/ansible-playbook-patroni-debian

Ansible playbook for a Debian-based Patroni HA PostgreSQL cluster

Primary LanguageJinjaGNU General Public License v3.0GPL-3.0

Ansible Roles for Patroni on Debian

This Ansible playbook allows to deploy a Patroni cluster.

It is an enhanced fork of credativ's playbook. It has these additional features:

  • etcd tls authentication and transport over HTTPS support
  • postgres and patroni TLS setup
  • support multiple etcd endpoints
  • support rerunning the roles/playbooks without messing up the cluster
  • support for Hetzner Floating IPs
  • additional documentation
  • allow to define network that has can access postgres' replication
  • structured in roles, so that you can use it from any playbook

There's a howto article on how to use this playbook.

This playbook is using the patroni packages provided by Debian and/or PostgreSQL's apt.postgresql.org repository.

Those packages have been integrated with Debian's postgresql-common framework and will look very similar to a regular stand-alone PostgreSQL install on Debian. This is done by using pg_createconfig_patroni creating setting the manual flag in the /etc/postgresql/$PG_VERSION/$CLUSTER_NAME/start.conf config file. That will cause the postgres init script/systemd unit not to start that cluster automatically. Instead patroni will take care to start and manage that cluster.

For production use it should be hardened to use Ansible Vault for secrets.

The default topology consists of one node (master) acting as the DCS (Distributed Consensus Store) server, and three PostgreSQL/Patroni nodes (pg1, pg2 and pg3), see inventory.

DCS Server

Patroni requires a DCS for leader election and as configuration store. Supported DCS server are Etcd, Consul and Zookeeper. If e.g. an Etcd cluster is already available, then it can be configured either by editing templates/dcs.yml or (if that suffices) by setting the dcs_server Ansible variable to its IP address.

Usage

Assuming password-less SSH access to the four nodes is configured, the playbook can be run as follows:

ansible-playbook -i inventory -e vars.yml patroni.yml

Supported Versions

The playbooks have been tested on Debian 9 (stretch), testing (buster) and unstable (sid), as well as Ubuntu LTS 18.04 (bionic). As the apt.postgresql.org PostgreSQL (and Patroni) packages are used, all supported PostgreSQL versions can be installed in principle.

Note that Consul is unsupported as DCS on Debian 9 (stretch).

Variables

There is a lot that can be configured. Have a look at vars.yml.
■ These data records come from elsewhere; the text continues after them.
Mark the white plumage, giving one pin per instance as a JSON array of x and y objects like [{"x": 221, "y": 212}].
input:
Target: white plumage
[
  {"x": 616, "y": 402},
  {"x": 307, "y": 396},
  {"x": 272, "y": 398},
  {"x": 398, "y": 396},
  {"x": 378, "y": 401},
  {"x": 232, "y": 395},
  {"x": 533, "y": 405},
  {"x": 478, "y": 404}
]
The following are a few useful variables that can be set:

  • dcs (etcd (default), consul or zookeeper)
  • dcs_servers_group (default: dcs_servers, name of the inventory group that contains the inventory_names of the dcs_servers)
  • pgsql_servers_group (default: pgsql_servers, name of the inventory group that contains the inventory_names of the pgsql_servers)
  • postgresql_cluster_name (default: test)
  • postgresql_major_version (default: 11)
  • postgresql_data_dir_base (default: /var/lib/postgresql)
  • postgresql_network (default: network of default interface) network that access postgres and do queries. md5 auth is required.
  • postgresql_repl_network (default: network of default interface) network that can do replication. md5 auth is required.
  • patroni_replication_user (default: replicator)
  • patroni_replication_pass
  • patroni_postgres_pass
  • patroni_config_template (default: patroni.yml.j2, will by default find the one inside patroni/templates)
  • vip
  • vip_mask (default: 32)
  • vip_manager_hetzner* (configures Hetzner Floating or Failover IPs - see [vars.yml])
  • use_certificates (applies to etcd DCS, patroni and postgres, default: false, see below)
  • patroni_ca_dir (where to find certificates that need to be deployed, only needed when use_certificates: true)
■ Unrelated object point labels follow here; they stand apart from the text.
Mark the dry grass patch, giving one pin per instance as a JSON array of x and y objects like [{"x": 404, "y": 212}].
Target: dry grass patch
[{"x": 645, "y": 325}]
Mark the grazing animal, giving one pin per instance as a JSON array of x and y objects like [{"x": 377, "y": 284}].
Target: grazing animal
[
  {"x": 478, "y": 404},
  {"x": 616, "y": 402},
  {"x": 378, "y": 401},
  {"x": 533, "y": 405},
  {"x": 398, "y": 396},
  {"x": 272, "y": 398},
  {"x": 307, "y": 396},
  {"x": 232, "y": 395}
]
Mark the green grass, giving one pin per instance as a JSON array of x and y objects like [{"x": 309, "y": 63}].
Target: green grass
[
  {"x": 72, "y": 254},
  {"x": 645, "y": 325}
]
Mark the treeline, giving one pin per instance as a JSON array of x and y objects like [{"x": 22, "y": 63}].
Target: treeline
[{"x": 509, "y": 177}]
Example: ansible-playbook -i inventory -i @vars.yml patroni.yml

For further configuration and understanding it might be useful to consult the patroni configuration settings documentation. It might be necessary to modify the patroni template accordingly.

Also please see zalando/patroni#878 (comment) to understand how patroni settings propagate.

Running multiple instances of Patroni/PostgreSQL

By default, Patroni uses 8008 as the API REST port. The automatic Patroni configuration generation will increment this for every additional cluster, so running

ansible-playbook -i inventory -e postgresql_cluster_name=test2 -e @vars.yml --tags=config pgsql-server.yml

will result in a second cluster, 11/test2 using PostgreSQL port 5433 and Patroni API port 8009.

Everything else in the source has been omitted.